His first pick could have been the product of an offensive line still working out its kinks, but the second, he threw while facing no traffic.
The third he simply didn’t put enough heat on as he attempted to throw it away.
His rough debut wasn’t indicative of his previously reliable ball security as a Mustang. During his career in Dallas, he threw just eight total interceptions. Saturday’s outing was the first time he has thrown four picks in a game, and just the second time he’s thrown more than one.
Stone never found his groove Saturday, fumbling the ball in the contest’s final minutes to further add insult to injury.
It would be hard to attribute his shaky play to nerves.
2. One declined penalty speaks volumes
With just about five and a half minutes remaining in the second quarter, NU’s defense seemed like it had finally found its groove.
On consecutive plays, graduate student defensive lineman Aidan Hubbard sacked Retzlaff and redshirt junior defensive lineman Brendan Flakes broke up a pass.
To make matters worse for Tulane, the officials called offensive holding on its subsequent play that would have put them at third-and-29 and pushed them out of field goal range.
Instead, NU declined the penalty. The Green Wave kicked a field goal to make the game 13-3.
The conservative coaching decision said a lot about what the ’Cats were hoping for out of their opener. At a moment when their defense was effectively containing a fizzling drive, they opted to hand their opponents three points rather than taking a chance with the odds heavily in their favor.
In a blowout loss, a different decision likely wouldn’t have changed the game’s outcome, but it was a point where things could have gone much differently if NU’s defense could have forced a turnover on downs.
3. Wake up babe, it’s gameday
It could have been the Louisiana heat, the morning kickoff or just season-opening jitters, but the ’Cats didn’t seem to find their footing in most facets of the game until well after halftime.

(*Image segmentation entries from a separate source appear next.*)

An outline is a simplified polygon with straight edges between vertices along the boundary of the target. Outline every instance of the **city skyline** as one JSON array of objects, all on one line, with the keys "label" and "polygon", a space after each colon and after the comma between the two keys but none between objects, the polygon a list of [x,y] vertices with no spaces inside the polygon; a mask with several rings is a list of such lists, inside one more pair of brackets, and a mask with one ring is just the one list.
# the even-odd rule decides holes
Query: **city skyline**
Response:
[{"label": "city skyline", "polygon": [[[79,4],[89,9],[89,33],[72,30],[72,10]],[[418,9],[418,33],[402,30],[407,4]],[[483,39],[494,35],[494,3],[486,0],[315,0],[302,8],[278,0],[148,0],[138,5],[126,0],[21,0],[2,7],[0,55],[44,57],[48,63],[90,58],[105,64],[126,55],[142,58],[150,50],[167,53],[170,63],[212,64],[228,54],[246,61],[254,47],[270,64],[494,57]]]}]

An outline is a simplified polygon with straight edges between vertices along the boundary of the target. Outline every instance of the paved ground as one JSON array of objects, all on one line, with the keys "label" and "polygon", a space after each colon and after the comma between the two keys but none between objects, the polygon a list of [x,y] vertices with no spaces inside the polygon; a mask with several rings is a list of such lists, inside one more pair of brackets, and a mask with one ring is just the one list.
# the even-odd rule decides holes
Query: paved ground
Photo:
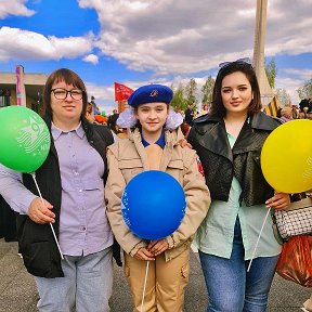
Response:
[{"label": "paved ground", "polygon": [[[186,289],[184,312],[205,312],[206,289],[197,255],[191,257],[191,277]],[[31,275],[17,255],[16,243],[0,239],[0,312],[36,312],[38,295]],[[303,288],[275,276],[268,311],[301,311],[302,302],[310,297],[311,288]],[[90,311],[92,312],[92,311]],[[112,312],[131,312],[131,298],[122,269],[115,268]]]}]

It’s hard to bounce back from a three-possession deficit, especially with an NU offense that finished in the Big Ten basement in almost every statistical category last season.
But despite a lackluster opening 30 minutes, the ’Cats showed glimpses of promise in a much more respectable second half, particularly on defense.
Even with two additional turnovers by Stone, Braun’s group held Tulane to three points after intermission.
4. Flashbacks and echoes of a 2024 offense
Zero passing touchdowns, five turnovers, tractionless short-run plays with a drive’s continuity on the line?
In a brutal loss that had few positive offensive takeaways for the visitors, coordinator and quarterback coach Zach Lujan seemed to cling to a playbook that often led his squad astray last season.
With just over 90 seconds remaining in the first quarter, NU was down 7-0 on third down play seven yards from the endzone. It was the type of play where taking a chance could have erased Stone’s first-drive interception that led to a quick Tulane touchdown.
Instead, the ’Cats played it safe. Run-play. Field goal. 7-3.
That was before Stone threw two more picks before the first half’s conclusion and Tulane took a double-digit lead.
On a day when NU’s quarterback play left much to be desired, leaning on the run game seemed like the sensible choice for Lujan.
But in a similarly cautious coaching decision to opting to decline the second-quarter penalty on defense, deciding not to take a chance on fourth down after the third-and-seven run play may have been an early moment when things could have gone much differently.
5. Safety play continues to be a bright spot
Ahead of Saturday’s loss, Braun said at his weekly press conference that safeties Robert Fitzgerald, Damon Walters and Garner Wallace were all “proven” Big Ten-caliber players who he anticipated would see a lot of playing time this season.
He added that the team is assessing “creative ways” that they could get all three of them on the field at the same time.
Walters was ruled out ahead before NU took the field at Tulane, but Wallace and Fitzgerald quietly delivered the performances Braun had expected from them.
The pair combined for 21 tackles and played a major role in holding the Green Wave offense to three second-half points.